Last week, the community opened a its new, $1.1 million fitness center, which includes $250,000 in state-of-the-art equipment. In all, about $4 million in capital improvements are planned for the 900-plus acre community that opened in 1973 on Power Road between Southern Avenue and Broadway Road.
“It's one of the first retirement communities that came along, and I think our board of directors, the capital improvement committee and others were well-aware of the fact that the newer retirement communities that are starting to open around here have newer and perhaps in a way different sorts of features than Leisure World could offer,” said Jon Devner, community manager.
World War II-era retirees originally populated Leisure World, but the time had come for the community to start gearing up for attracting baby boomers, said Dick Steckelberg. He serves as chairman of the chairs a capital improvement committee appointed by the community's board of directors to recommend the upgrades.
“Being 30 years old, some of our facilities had fallen way behind, and obviously the baby boomers coming in probably see the world a little differently than the World War II folks,” he said. “So we're trying to operate with an eye to the future as well.”
In February 2001, Leisure World's board appointed the capital improvement committee, which promptly began surveying residents, and talking to real estate and marketing experts at Arizona State University. It also examined the latest studies of baby boomers and what they are looking for in active-adult communities, Devner said.
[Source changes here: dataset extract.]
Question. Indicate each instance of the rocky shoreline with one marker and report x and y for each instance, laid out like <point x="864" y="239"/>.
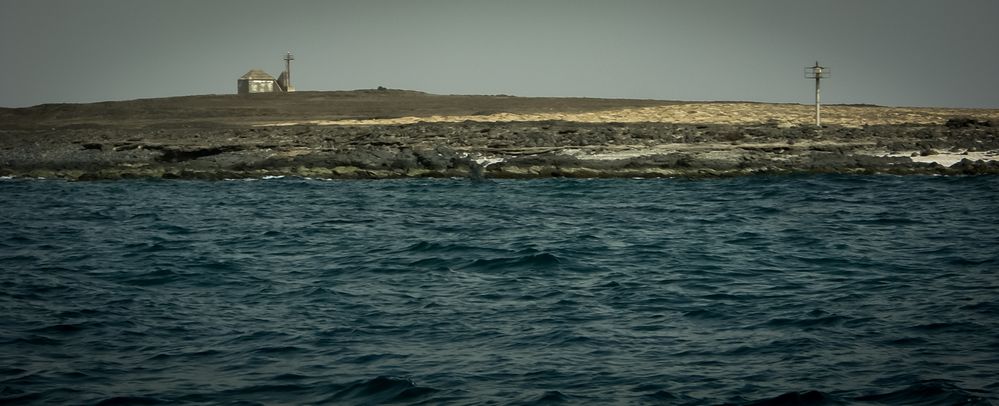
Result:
<point x="481" y="149"/>
<point x="498" y="150"/>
The committee also looked at what features active-adult developers such as Del Webb and Farnsworth Homes are including in their developments.
“The No. 1 thing that these communities were doing was putting up a first-class fitness center,” Steckelberg said. “We had two separate fitness rooms, which were poorly equipped and did not have enough space, and were rather dismal places.”
Other upgrades include renovating the community's recreation centers and building a new clubhouse at the executive golf course.
“We're trying to anticipate what the younger folks who might be interested in this type of community would like to see,” Steckelberg said. “That's basically where we are headed.”
Over the years, Leisure World has been renovated, but nothing has been as dramatic as the new fitness center, Devner said.
“This looks more like something you'd find at LA Fitness or World Gym,” he said.
The improvements should give Leisure World an edge in competing with newer communities for home buyers, Steckelberg said.
“By golly, the fitness center is attracting new people who are buying here rather than somewhere else,” he said. “Our major goal is to enhance the value of the community, the services of the community for those who are presently here, but we're also interested in attracting active adults to this community so we can keep it going.”